Saab and Damen this month unveiled a design for the replacement of the Royal Netherlands Navy’s (RNLN) ageing Walrus class submarines, with a focus on capabilities for intelligence operations. The core design is based on the A26, currently being developed for the Swedish Navy, and will leverage Saab Kockum’s experience with the Australian Collins class submarines.
‘It is a new boat building on the strength of the Walrus; taping on the experience of the Collins class submarine in Australia and integrating new capabilities developed for the A26,’ a Saab spokesperson told Shephard.’
Emphasising the increasing role that submarine play in intelligence options the new submarine design will house a multi mission portal (MMP).
‘The [MMP] and the large mission bay are improving the working conditions for special forces and therefore improves greatly the scope of missions. The MMP can also be used to launch and recover a range of ROV, AUV and SF vehicles with diameters beyond the size of a standard torpedo tube,’ the spokesperson added.
The propulsion system will be diesel electric with a Stirling engine. It is comparable to the propulsion in use on HMS Gotland, a Swedish attack submarine, and A26 according to Saab. The submarine has been designed with the capacity of operating the submarine far away from its home base in all kind of climate and seas in mind.

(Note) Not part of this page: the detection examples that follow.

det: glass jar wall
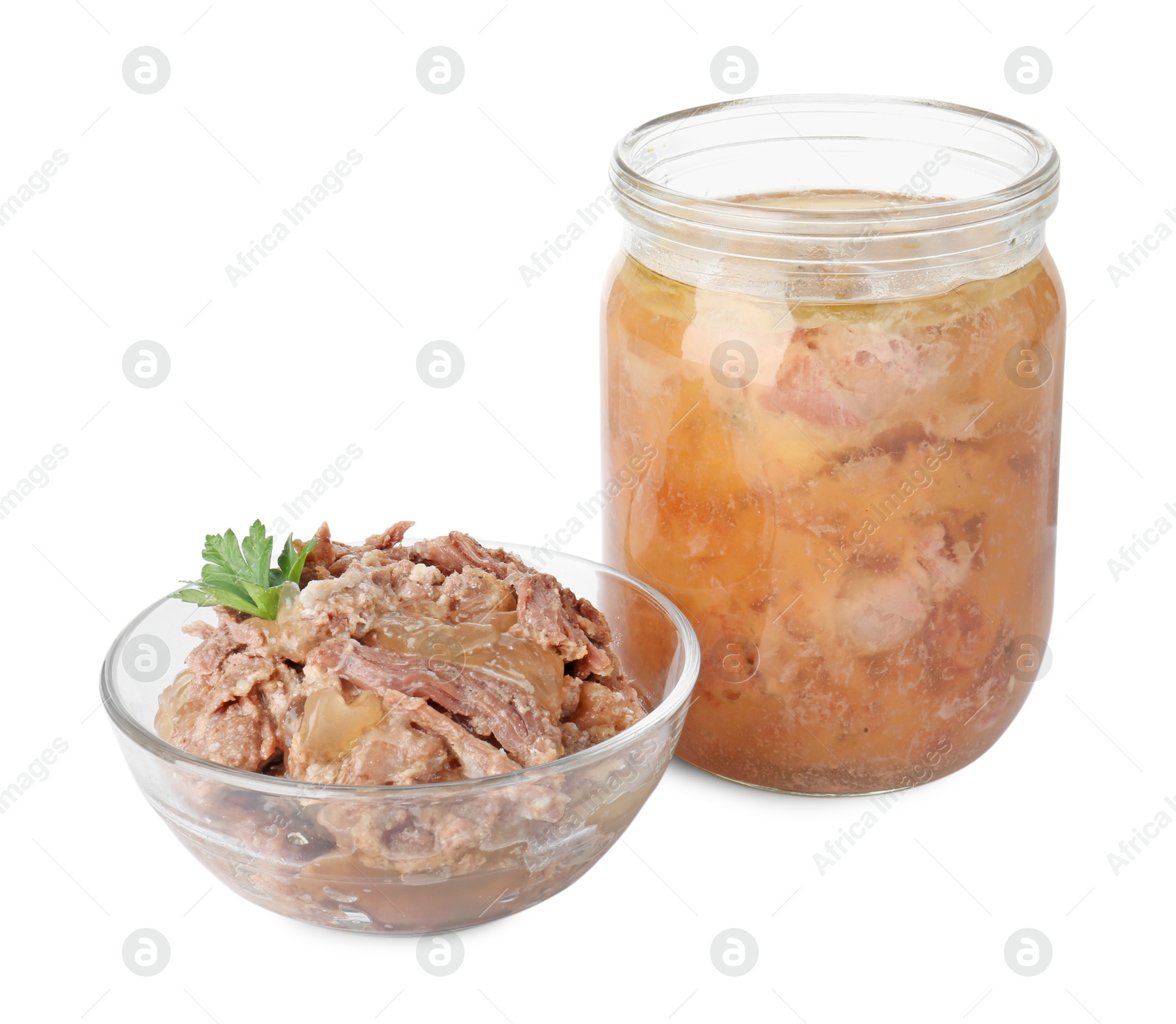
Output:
[603,96,1064,794]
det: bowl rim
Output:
[98,541,702,800]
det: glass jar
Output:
[603,96,1066,795]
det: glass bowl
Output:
[101,542,700,934]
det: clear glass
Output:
[101,544,698,934]
[602,96,1066,795]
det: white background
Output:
[0,0,1176,1024]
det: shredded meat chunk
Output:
[307,640,563,767]
[157,520,645,785]
[516,573,613,679]
[409,530,529,579]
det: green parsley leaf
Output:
[172,520,318,618]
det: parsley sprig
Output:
[172,520,318,618]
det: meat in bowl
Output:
[155,522,647,785]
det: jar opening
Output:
[610,96,1060,301]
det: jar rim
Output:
[609,93,1061,236]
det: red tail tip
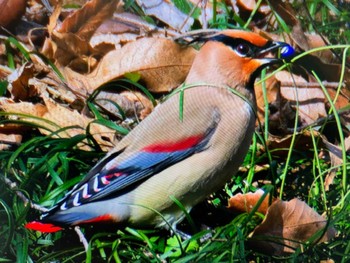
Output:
[24,221,63,233]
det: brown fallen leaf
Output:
[249,198,336,256]
[8,63,38,100]
[267,130,324,158]
[136,0,194,32]
[95,91,153,120]
[42,0,120,72]
[62,38,196,93]
[227,189,275,214]
[275,71,327,126]
[0,133,22,151]
[0,97,115,150]
[321,136,350,191]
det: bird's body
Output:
[28,30,292,232]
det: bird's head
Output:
[186,30,294,90]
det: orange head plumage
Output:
[186,30,293,92]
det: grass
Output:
[0,1,350,263]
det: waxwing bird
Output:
[26,30,293,232]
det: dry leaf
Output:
[136,0,194,32]
[95,91,153,120]
[250,198,336,255]
[267,130,323,157]
[8,63,38,100]
[62,38,196,93]
[228,189,275,214]
[275,71,327,126]
[42,0,119,72]
[321,136,350,191]
[0,133,22,151]
[0,97,115,150]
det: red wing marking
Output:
[24,221,63,233]
[142,135,203,153]
[79,214,114,224]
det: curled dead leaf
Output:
[95,91,153,120]
[249,198,336,256]
[62,38,196,93]
[0,97,115,150]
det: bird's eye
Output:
[236,44,251,56]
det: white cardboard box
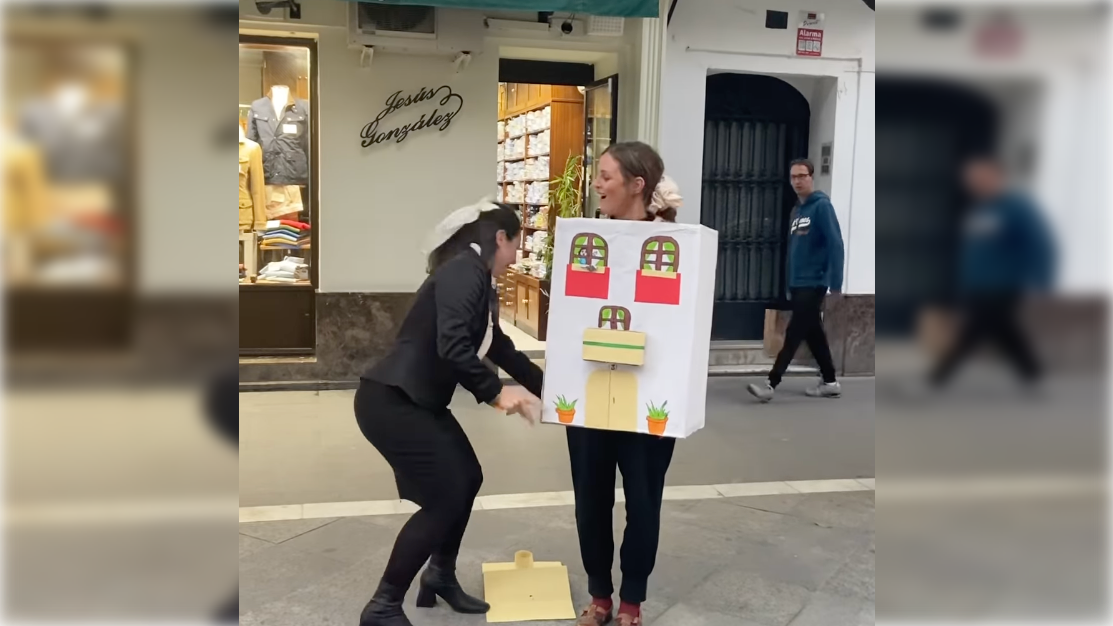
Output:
[541,218,719,438]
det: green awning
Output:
[333,0,658,18]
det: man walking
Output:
[747,158,843,402]
[930,157,1055,388]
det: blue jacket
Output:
[788,192,844,291]
[961,193,1055,293]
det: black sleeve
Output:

This includes the capacity to sustain a large crew for a long period of time with the relevant supplies and weapons.
‘It is to be fully equipped to sail with a mixed crew,’ said the spokesperson, ‘The full life cycle management and future upgrades are to be accommodated in the Netherlands, working with the Ministry of Defence/Royal Netherlands Navy to sustain operational and industrial capability.’
Saab and Damen announced its teaming to explore future opportunities in the submarine market in 2015, with focus on the replacement of the Walrus-class.